続けて外を眺めていれば授業中だというのに階下に生徒の姿が見えた。どういうことだろう、誰かが人をおぶっているようだ。風丸の中に一人の人物が浮かび上がる。あのおぶわれているほうの短い髪、どこか見覚えがあった。
(月島……?)
そう思っている内にふたりは校舎の中へ入っていった。その人影が花織かと疑惑を抱いた瞬間、風丸のなかで黒い感情が湧きあがった。誰だろう、気になって仕方ない。……もしかすると花織の恋人かもしれないと思うと酷く腹が立つ。

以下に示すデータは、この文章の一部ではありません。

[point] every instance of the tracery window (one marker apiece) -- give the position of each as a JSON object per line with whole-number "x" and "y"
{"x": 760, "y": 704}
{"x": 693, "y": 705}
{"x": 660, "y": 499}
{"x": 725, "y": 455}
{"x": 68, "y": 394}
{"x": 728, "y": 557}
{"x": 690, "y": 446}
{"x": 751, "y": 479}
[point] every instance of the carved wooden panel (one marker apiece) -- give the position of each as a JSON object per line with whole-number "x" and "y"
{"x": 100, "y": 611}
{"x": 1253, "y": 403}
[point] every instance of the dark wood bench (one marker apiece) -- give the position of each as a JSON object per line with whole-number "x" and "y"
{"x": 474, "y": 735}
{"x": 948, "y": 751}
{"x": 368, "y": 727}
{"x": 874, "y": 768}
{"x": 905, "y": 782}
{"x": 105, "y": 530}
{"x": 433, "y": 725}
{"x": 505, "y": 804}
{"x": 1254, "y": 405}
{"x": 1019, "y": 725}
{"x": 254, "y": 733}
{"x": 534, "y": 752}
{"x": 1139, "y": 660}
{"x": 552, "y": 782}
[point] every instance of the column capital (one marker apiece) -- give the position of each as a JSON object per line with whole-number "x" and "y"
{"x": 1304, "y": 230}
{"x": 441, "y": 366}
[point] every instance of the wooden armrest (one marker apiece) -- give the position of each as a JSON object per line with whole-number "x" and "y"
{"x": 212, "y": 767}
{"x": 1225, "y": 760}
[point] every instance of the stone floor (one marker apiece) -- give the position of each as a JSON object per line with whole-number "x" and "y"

よくよく考えると花織も半田も教室にいない。どういう事だろう、マックスもさきほど廊下を歩いているのが見えた。そういえば木野がさっき教室を出て行ったような……?
だんだんと周りの事が気になってくる。先ほどの黒い感情よりも花織がそこにいないことの不安の方が大きくなってきた。そわそわと風丸が辺りを見回していると教室の戸が静かに開いた。
「遅れてすみません」
どこか悩むような表情で半田が戻ってきた。ちらと時計を見ると授業が終わる数分前。今日は職員会議のため、五時間だからこの授業で終わりだ。HRが終わったら、半田たちの所へ行ってみよう、風丸はそう思った。